THOUSANDS of jobs cuts have just been announced by Royal Bank of Scotland.
Earlier this week it was the turn of British Telecom, Vodafone and Virgin Media to announce either major redundancy programmes or raise the likely possibility of such.
Business journalism therefore is going to undergo its usual recessionary makeover in the coming months, and probably for most of 2009.
Put simply, bad news becomes routine. And good news, because of its rarity, becomes the new sexy.
The normal order of things is turned on its head. Those who buck the trend with rare shafts of corporate sunlight amid the gloom will get more column inches.
Vast swathes of corporate results will come accompanied by the increasingly obligatory partner of jobs-cutting.
Business models will be looked at. Expect a lot more on stretched corporate bank facilities. Also a lot more on battered share prices.
It happens every time major downturns strike: the dotcom bust, the 1990-92
recession, early Eighties recession, mid-Seventies recession. The business pages become a gloom-fest.
At first, as now, the redundancies’ rain falls on newspapers’ home news pages because it is such a raw shock that quite rightly papers want the maximum possible readership for what is highly disturbing news.
But as costcutting becomes the norm, as the months pass by and the gloom fades to grey, it is very likely that increasingly corporate reorganisation and retrenchment will again move back to its normal home of the industry's business pages.
It is no different, really, than coverage of foreign political turmoil. Wars are dramatic when they start: ie Iraq, the Afghanistan invasion...
But then the sheer longevity of the story kicks in, and less column inches are spent on it.
We are not at that stage with the global recession. But we will get there in terms of media coverage.
Of course, many readers will welcome journalists hunting out good-news business stories.

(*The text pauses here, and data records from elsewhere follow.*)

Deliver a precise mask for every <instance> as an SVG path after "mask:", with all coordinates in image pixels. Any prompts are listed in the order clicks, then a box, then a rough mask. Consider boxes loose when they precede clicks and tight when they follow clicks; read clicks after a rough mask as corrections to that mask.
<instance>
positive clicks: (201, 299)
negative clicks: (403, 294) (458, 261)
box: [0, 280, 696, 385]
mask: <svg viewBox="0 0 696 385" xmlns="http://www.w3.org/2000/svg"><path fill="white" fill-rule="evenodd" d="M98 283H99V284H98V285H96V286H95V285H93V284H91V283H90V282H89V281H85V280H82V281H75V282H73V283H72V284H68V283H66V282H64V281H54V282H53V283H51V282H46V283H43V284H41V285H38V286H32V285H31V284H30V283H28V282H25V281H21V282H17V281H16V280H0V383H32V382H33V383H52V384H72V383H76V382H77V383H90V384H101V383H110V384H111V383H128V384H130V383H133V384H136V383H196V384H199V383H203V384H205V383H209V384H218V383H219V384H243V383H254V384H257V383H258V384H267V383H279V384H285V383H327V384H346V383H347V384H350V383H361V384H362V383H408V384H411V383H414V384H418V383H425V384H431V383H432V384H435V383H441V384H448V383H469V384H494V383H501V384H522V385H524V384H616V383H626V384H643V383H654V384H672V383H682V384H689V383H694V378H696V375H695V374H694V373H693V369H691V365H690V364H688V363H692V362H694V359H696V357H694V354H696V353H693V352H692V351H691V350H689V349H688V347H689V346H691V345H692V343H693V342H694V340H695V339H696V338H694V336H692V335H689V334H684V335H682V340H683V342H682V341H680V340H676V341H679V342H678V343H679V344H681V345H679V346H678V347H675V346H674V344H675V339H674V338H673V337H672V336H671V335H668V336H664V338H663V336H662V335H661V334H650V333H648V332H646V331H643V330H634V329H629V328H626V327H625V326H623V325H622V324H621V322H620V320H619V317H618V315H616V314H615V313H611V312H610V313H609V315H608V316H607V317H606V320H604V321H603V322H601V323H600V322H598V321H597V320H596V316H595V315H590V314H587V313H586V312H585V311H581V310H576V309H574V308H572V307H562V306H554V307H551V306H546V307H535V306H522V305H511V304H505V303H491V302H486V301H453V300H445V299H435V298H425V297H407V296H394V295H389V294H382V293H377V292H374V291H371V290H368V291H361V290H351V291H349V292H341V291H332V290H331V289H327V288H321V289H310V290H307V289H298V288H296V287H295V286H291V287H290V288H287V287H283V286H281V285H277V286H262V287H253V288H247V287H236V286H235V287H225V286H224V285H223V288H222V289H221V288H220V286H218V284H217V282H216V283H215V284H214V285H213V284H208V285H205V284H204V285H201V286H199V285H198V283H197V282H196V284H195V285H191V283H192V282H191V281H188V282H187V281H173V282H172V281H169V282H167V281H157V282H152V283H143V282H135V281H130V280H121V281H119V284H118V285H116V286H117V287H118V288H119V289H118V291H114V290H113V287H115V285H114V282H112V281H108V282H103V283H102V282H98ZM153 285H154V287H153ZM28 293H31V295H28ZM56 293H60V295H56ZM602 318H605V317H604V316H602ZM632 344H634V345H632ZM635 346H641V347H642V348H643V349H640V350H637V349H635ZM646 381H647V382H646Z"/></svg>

As a trade, we are routinely thought of as doomsters because interesting news tends towards the dramatic, the uncertain, the contentious. It can make journalism look cynical.
But in this climate, however, when unsettling business drama and woe will gradually become mundane in news terms even if deeply painful in human terms, the jobs-cutting in particular will gradually evoke reader gloom-fatigue.
Business journalists will react to that. A frayed and torn silver lining, perhaps, but my prediction is we are going to see next year a gradually increasing media premium on ‘buckers of the recession trend’ stories.